Military to use Alphatech to stop denial-of-service attack
The company will get $12.9 million.
The Air Force awarded a $12.9 million contract to Alphatech Inc. to develop a quarantine defense for military networks against large-scale, denial-of-service attacks, a Defense Department contract statement said.
The privately-held company located in Burlington, Mass., will provide software and deliver it by November 2006 to Arlington, Va., according to a DOD statement released Nov. 6.
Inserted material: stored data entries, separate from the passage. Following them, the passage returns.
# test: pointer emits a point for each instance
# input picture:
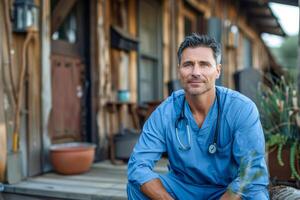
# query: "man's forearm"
(230, 196)
(155, 190)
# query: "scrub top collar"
(209, 121)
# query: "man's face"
(198, 70)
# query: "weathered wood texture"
(3, 136)
(104, 73)
(60, 13)
(46, 95)
(103, 181)
(132, 22)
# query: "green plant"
(280, 116)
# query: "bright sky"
(288, 17)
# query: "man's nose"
(196, 70)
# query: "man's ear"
(219, 68)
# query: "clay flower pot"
(72, 158)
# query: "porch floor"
(103, 181)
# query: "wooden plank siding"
(46, 96)
(3, 133)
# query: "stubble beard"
(197, 90)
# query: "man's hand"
(155, 190)
(230, 196)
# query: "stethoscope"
(212, 148)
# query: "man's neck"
(201, 104)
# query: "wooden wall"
(3, 61)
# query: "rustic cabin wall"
(46, 95)
(132, 72)
(30, 133)
(34, 107)
(167, 35)
(102, 62)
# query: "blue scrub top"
(240, 145)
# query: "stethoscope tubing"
(213, 146)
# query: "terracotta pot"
(72, 158)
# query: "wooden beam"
(60, 12)
(132, 22)
(45, 81)
(3, 134)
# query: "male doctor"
(212, 135)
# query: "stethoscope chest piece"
(212, 148)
The likely destination is the Defense Information Systems Agency, which resides in the Washington, D.C., suburb. DISA also houses the Joint Task Force-Computer Network Operations, the military's computer network defense and attack organization.
Alphatech's top information assurance product is the Alphatech Light Autonomic Defense System, which protects networks and key nodes by detecting, diagnosing, countering and recovering against malicious-code attacks such as worms.
It wasn't immediately clear if Alphatech's products provide a so-called active network defense, something that JTF-CNO sought since 2000. Active defenses track down hackers with techniques that trace the origin of the attacks. They include the use of mobile agents that scour routers linking networks, survey probes that scan data passing through networks for clues about ongoing or attempted intrusions, and beaconing and tagging programs that detect suspicious activity in data packets and trace their origin.
JTF-CNO's request to deploy active network defenses may cross both technological and legal boundaries, since an active defense can be considered a matter of law enforcement that goes beyond mere security.